The US Supreme Court on Tuesday reversed the death penalty sentence of Bobby James Moore for the second time, again finding that he lacks the mental capacity to be subjected to capital punishment.
Moore was convicted of the murder of a grocery store clerk during a botched robbery in 1980 and sentenced to death. His conviction and sentence was upheld by the Texas Court of Criminal Appeals (CCA) despite his argument that he did not have the intellectual capacity to be subjected to the death penalty. In the US, it is illegal to sentence a person with a severe mental disability to death.
In 2017 the US Supreme Court vacated the decision and remanded it for further proceedings, stating that the Texas appellate court did not properly adjudicate Moore’s mental capacity in a manner that was “informed by the views of medical experts” as required by the Supreme Court’s precedent. However, following further review the CCA, Moore’s death sentence was again upheld, with the court writing that even “under the standards set forth in the DSM-5, we conclude that [Moore] has failed to show adaptive deficits sufficient to support a diagnosis of intellectual disability.”

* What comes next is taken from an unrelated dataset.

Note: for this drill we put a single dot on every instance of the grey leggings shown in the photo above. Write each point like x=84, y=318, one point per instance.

In an unsigned opinion for the 6-3 majority, the Supreme Court again reversed Moore’s sentence. The opinion noted that although the CCA stated that they were applying tests of mental competency drawn from the fifth edition of the American Psychiatric Association’s Diagnostic Statistical Manual (DSM-5), their judgment had “too many instances in which, with small variations, it repeats the analysis we previously found wanting, and these same parts are critical to its ultimate conclusion.” Since the CCA failed to properly apply the test laid out previously by the Supreme Court, Moore’s sentence was reversed and the case remanded to the CCA for further proceedings consistent with the Supreme Court’s decision.